What changes rarely?

Usually:

Changes often:

  • Databases
  • APIs
  • Cloud providers
  • Message queues
  • Payment systems

Changes slowly:

  • Business rules
  • Core workflows
  • Domain logic

Good architecture protects the stable parts.


Stable Core, Replaceable Edges

Think of a system like this:

Application Logic
        |
        v
     Contract
        |
        v
Implementation

Example:

Checkout Service
        |
        v
Payment Processor
        |
        v
Stripe

Later:

Checkout Service
        |
        v
Payment Processor
        |
        v
PayPal

Only the edge changed.

The core remained stable.

That is the goal.


Composition Over Inheritance

This advice appears everywhere because it solves real problems.

Inheritance models:

IS-A

Examples:

Dog IS-A Animal

Car IS-A Vehicle

Composition models:

HAS-A

Examples:

Car HAS-A Engine

Application HAS-A Database

Checkout Service HAS-A Payment Processor

As systems grow, “has-a” relationships tend to be more flexible than “is-a” relationships.
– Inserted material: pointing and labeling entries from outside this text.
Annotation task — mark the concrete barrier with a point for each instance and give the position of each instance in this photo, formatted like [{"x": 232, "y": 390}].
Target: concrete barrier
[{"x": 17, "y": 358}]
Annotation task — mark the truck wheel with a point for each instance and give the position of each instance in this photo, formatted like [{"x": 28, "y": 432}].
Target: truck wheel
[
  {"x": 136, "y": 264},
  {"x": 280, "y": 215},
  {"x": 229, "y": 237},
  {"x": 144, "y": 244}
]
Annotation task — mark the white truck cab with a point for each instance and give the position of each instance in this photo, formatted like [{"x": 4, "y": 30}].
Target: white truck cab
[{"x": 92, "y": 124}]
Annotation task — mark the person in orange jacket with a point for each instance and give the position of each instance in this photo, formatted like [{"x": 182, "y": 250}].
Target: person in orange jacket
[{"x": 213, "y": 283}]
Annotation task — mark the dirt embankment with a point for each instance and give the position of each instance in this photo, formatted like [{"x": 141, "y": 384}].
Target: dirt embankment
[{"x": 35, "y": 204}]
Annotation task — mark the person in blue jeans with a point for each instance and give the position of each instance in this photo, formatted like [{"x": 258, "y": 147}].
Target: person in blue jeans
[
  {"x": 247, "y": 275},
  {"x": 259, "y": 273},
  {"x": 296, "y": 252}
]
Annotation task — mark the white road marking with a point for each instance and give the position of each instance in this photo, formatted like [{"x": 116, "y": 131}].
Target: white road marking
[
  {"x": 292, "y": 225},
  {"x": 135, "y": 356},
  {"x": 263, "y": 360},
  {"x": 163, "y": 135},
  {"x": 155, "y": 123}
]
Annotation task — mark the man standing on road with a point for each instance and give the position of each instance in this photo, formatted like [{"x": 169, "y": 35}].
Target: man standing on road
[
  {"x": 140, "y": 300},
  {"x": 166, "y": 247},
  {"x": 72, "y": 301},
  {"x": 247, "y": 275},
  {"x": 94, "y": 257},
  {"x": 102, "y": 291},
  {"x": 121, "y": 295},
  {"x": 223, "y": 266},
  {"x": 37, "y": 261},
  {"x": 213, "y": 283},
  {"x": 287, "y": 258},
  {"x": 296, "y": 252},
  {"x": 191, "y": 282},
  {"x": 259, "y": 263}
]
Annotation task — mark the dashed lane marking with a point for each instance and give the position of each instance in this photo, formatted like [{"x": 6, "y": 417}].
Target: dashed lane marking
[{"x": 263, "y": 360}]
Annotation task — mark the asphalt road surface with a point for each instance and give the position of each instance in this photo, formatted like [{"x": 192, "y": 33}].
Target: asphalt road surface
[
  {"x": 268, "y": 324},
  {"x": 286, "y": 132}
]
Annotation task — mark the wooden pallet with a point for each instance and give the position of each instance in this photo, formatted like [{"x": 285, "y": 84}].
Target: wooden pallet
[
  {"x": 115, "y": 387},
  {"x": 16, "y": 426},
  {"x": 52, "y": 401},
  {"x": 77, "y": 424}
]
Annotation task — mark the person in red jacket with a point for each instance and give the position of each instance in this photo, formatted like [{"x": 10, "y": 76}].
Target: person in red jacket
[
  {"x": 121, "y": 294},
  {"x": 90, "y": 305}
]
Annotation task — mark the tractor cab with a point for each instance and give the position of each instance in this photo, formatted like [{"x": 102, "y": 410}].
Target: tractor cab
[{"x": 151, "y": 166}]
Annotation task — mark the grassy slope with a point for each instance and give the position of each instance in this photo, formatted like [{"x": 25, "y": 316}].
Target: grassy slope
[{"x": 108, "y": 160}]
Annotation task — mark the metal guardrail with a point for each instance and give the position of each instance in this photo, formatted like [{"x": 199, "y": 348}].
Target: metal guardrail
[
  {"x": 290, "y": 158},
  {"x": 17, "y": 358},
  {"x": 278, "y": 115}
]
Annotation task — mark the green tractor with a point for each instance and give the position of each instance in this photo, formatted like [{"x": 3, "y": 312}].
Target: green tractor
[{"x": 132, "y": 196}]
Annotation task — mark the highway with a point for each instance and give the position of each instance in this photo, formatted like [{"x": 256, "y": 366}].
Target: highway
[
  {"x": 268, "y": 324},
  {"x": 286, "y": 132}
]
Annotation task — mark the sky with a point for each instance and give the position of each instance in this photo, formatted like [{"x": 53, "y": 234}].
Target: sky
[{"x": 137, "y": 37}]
When Inheritance Is Still Useful

Inheritance is not evil.

It is just overused.

Inheritance works well when:

  • The hierarchy is stable
  • The relationship is truly “is-a”
  • Shared behavior belongs in one place

Example:

from abc import ABC, abstractmethod

class BaseStorage(ABC):

    def connect(self):
        print("Connecting")

    @abstractmethod
    def save(self, data):
        pass

All storage implementations share connection logic.

Inheritance makes sense here.

The key is moderation.


A Practical Rule

When designing a system, ask:

Am I modeling a type?

Or am I modeling a capability?

If you are modeling a capability:

Can send notifications
Can process payments
Can save data
Can start an engine

Behavior is usually more important than inheritance.


The Mental Model

Think of software as a collection of replaceable parts.

Just like a real car.

A car can swap:

  • Engine
  • Tires
  • Navigation system
  • Battery

without becoming a different car.

Good software should work the same way.

Instead of building giant inheritance trees:

Vehicle
 -> Car
    -> ElectricCar
       -> AutonomousElectricCar

build systems from behaviors and components.

Car
 |- Engine
 |- Navigation
 |- Autopilot
 `- Brakes

The result is easier to test.

Easier to change.

Easier to understand.

And much more likely to survive future requirements.